Lo scopo dello studio è capire se esiste una relazione tra la quantità di abemaciclib e dei suoi prodotti di trasformazione presenti nel sangue e la comparsa di effetti indesiderati gravi, in particolare la diarrea di grado elevato. La diarrea è uno degli effetti collaterali più comuni e importanti che possono verificarsi durante il trattamento con questo farmaco. Per fare questo, verranno prelevati campioni di sangue in diversi momenti durante il trattamento per misurare i livelli del farmaco nel corpo. Le informazioni raccolte verranno analizzate usando modelli matematici che permettono di studiare come il farmaco si comporta nel corpo nel tempo e come questo comportamento possa essere collegato alla comparsa di diarrea grave.

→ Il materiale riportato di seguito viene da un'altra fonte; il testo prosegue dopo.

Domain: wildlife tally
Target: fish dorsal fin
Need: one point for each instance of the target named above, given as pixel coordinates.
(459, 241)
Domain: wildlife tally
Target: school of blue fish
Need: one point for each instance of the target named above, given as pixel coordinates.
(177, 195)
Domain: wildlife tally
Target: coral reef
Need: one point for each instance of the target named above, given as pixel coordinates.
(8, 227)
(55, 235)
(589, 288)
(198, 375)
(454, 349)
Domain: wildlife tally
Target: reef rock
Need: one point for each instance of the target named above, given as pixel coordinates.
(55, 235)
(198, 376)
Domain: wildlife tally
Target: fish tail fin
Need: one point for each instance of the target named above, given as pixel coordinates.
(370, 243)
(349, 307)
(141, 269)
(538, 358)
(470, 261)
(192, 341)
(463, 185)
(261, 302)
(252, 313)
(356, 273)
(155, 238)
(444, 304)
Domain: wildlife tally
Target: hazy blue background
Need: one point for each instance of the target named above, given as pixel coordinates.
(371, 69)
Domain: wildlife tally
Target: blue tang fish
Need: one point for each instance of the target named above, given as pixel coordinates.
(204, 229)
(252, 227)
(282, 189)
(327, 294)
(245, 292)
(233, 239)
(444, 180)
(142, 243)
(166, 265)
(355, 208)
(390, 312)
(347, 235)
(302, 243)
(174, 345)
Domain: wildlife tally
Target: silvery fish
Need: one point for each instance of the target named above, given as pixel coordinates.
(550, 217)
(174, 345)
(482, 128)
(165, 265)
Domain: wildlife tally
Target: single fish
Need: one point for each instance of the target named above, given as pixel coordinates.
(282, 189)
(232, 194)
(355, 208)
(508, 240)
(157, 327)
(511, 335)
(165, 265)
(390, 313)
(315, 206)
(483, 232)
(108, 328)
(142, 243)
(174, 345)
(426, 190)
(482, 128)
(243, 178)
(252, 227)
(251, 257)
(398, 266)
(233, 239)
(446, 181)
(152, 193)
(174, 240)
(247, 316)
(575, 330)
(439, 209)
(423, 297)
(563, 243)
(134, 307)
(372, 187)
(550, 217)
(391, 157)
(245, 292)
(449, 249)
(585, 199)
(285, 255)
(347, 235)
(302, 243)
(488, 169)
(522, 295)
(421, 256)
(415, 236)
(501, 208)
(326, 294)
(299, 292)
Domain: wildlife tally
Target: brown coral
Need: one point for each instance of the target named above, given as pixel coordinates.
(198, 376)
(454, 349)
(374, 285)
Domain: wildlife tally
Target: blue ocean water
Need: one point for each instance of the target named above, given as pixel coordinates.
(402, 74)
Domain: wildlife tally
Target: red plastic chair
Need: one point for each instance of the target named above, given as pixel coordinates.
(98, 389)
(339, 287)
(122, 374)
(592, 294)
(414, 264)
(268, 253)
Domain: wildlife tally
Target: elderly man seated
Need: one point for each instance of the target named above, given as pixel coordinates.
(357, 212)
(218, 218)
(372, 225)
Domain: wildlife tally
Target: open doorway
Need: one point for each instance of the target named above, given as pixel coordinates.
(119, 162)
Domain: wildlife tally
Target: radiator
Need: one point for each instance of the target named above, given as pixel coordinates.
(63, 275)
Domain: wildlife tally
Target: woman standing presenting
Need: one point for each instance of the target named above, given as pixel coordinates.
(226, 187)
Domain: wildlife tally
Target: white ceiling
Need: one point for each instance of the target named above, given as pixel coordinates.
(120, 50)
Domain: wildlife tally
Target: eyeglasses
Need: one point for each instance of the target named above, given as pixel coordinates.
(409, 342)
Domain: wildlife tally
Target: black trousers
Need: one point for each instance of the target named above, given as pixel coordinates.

Lo studio durerà circa sei mesi per ogni persona che vi partecipa e prevede controlli regolari durante i quali verranno effettuati prelievi di sangue e raccolte informazioni sugli eventuali effetti indesiderati. Oltre alla diarrea, lo studio valuterà anche se esiste una relazione tra i livelli del farmaco nel sangue e la comparsa di neutropenia grave, che è una riduzione importante del numero di alcuni globuli bianchi nel sangue. I risultati di questo studio potrebbero aiutare i medici a comprendere meglio come personalizzare le dosi del farmaco per ridurre il rischio di effetti collaterali gravi mantenendo l’efficacia del trattamento.